I think this is a bug here and the notifier should be triggered even when the value was changed using indexed access to the list. Only tested for the strings list and small TestPad code below:
local rd = renoise.Document.create()
local strings_notifier = function()
print("--- notifier triggered")
for i = 1, #rd.list do
print(rd.list[i].value)
end
print("\n")
end
rd:add("list", {"string1", "string2", "string3"})
rd.list:add_notifier(strings_notifier)
-- works
rd.list:insert("string4")
rd.list:remove()
-- works not
rd.list[2].value = "slipped through"
print("--- no notifier triggered")
for i = 1, #rd.list do
print(rd.list[i].value)
end
print("\n")
Hmm, wouldn’t it make more sense to trigger too in that case? If i setup a watchguard for a list i do expect it to notify me if something in that list happens, or as alternative something like “list:modify(pos, value)”, which does that. I’ve just discovered the Document API as handy tool to update GUI stuff if certain things change and an own “list:remove(pos, value), list:add(pos, value)” would trigger the notifier twice.

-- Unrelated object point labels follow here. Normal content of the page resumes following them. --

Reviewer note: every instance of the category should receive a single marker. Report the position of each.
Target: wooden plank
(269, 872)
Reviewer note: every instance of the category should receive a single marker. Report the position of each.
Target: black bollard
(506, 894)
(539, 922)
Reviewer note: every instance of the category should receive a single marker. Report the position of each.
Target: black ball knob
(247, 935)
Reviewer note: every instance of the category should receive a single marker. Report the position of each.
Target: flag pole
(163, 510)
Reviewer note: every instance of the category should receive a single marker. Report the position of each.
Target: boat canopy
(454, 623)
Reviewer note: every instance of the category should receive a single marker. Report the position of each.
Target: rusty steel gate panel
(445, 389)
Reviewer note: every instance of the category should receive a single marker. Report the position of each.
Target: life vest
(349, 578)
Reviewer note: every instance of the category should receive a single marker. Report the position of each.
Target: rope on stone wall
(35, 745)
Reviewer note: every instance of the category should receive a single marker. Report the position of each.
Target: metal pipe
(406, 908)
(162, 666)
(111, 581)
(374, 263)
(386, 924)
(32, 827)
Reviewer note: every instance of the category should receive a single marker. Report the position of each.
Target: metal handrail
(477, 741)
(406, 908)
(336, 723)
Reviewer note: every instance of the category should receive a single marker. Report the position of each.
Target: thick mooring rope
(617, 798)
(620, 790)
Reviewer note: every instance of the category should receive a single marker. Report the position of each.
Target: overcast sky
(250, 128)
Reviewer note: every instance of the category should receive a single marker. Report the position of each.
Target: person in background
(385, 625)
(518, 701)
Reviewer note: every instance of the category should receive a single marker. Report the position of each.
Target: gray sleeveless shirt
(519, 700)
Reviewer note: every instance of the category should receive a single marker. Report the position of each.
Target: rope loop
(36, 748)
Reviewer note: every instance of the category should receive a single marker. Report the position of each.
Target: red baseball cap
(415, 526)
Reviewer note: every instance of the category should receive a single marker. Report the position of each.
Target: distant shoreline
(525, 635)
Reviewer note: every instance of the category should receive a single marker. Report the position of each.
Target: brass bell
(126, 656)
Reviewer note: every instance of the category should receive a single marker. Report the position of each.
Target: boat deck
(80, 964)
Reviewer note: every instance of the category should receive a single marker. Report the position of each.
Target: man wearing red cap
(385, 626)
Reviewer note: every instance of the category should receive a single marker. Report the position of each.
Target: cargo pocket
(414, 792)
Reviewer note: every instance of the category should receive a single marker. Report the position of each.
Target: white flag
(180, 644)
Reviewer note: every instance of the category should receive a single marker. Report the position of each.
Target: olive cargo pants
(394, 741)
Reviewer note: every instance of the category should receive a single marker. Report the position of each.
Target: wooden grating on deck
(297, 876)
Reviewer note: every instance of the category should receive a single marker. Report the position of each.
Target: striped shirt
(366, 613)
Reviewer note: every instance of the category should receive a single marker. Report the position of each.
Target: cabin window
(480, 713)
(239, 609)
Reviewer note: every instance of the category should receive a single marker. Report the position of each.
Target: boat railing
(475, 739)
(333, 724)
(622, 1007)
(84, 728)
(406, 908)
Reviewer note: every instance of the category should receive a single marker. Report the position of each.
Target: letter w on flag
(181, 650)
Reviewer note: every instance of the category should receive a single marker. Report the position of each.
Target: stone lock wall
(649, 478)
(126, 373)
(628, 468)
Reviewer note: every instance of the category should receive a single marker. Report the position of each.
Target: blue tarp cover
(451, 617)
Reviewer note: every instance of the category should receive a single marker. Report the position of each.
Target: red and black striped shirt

It should not, because you then could not distinguish both cases. Changing a list or changing the values it contains usually needs to be treated differently.
“list:add(pos, value)” will only trigger one notfier. The one from the list. The value has not changed.

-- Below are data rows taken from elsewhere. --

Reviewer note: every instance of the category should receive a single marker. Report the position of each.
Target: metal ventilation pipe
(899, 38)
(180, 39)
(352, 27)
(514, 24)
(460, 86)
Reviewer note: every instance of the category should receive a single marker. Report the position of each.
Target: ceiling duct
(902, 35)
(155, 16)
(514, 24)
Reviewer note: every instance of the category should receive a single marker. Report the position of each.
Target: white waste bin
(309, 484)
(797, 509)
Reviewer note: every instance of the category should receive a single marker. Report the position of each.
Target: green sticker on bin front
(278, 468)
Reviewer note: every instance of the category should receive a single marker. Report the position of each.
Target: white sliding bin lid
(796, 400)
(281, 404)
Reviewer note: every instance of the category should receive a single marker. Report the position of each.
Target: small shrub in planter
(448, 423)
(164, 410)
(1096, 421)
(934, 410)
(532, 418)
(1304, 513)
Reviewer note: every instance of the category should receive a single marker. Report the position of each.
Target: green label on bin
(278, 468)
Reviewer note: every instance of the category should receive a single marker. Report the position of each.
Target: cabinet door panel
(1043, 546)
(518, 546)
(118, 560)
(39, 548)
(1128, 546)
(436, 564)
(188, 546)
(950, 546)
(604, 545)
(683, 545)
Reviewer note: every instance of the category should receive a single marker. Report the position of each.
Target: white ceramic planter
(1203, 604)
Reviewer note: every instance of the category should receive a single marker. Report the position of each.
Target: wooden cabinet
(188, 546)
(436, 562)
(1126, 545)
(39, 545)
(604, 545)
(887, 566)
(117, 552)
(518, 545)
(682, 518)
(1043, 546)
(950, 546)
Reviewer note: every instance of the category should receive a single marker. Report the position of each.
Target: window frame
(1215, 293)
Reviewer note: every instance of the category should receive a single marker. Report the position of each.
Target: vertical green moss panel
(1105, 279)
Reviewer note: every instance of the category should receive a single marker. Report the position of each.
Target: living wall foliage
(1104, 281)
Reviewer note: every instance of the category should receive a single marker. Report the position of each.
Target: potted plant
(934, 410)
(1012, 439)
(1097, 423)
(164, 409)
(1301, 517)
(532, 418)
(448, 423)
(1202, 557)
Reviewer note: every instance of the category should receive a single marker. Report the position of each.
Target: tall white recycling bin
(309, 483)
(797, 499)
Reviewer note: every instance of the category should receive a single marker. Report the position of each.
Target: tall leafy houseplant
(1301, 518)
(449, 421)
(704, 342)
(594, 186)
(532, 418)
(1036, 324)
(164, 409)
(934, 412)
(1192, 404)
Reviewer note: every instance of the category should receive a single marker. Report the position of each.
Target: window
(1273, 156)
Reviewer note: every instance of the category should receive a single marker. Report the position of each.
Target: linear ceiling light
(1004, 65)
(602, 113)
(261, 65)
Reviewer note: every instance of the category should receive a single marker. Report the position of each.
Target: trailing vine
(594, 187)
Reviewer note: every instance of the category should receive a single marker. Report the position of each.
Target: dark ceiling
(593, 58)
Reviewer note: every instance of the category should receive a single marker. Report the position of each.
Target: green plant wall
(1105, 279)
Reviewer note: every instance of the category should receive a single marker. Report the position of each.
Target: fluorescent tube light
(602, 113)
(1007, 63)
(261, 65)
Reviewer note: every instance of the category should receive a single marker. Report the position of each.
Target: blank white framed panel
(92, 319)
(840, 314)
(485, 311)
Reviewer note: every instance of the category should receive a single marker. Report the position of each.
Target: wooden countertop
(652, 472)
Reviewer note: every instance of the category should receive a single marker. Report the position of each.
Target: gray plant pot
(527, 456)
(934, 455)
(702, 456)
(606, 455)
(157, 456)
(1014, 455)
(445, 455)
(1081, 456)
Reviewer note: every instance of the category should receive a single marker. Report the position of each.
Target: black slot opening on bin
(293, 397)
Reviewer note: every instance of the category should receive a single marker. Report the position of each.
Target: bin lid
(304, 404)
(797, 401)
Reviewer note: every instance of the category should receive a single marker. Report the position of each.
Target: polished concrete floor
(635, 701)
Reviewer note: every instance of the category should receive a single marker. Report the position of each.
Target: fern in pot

But values in the list are observable objects as well, so you can add notifiers to them separately as well.
-> list[pos]:add_notifier(function() print(“something changed the value in ‘list’ at ‘pos’”) end)
OR:
local observable = list[pos]
observable:add_notifier…
I’ve tried to add notifiers to values in the list of renoise.song().instruments[].samples[].slice_markers, which is observable, but neither of the solutions above work. I’m just getting the error: “attempt to index field ‘?’ (a number value)”
The slice marker list is observable xxx.samples[].slice_markers, but the list items xxx.samples[1].slice_markers[1] are not. So you’ll need to attach the notifier to the list instead.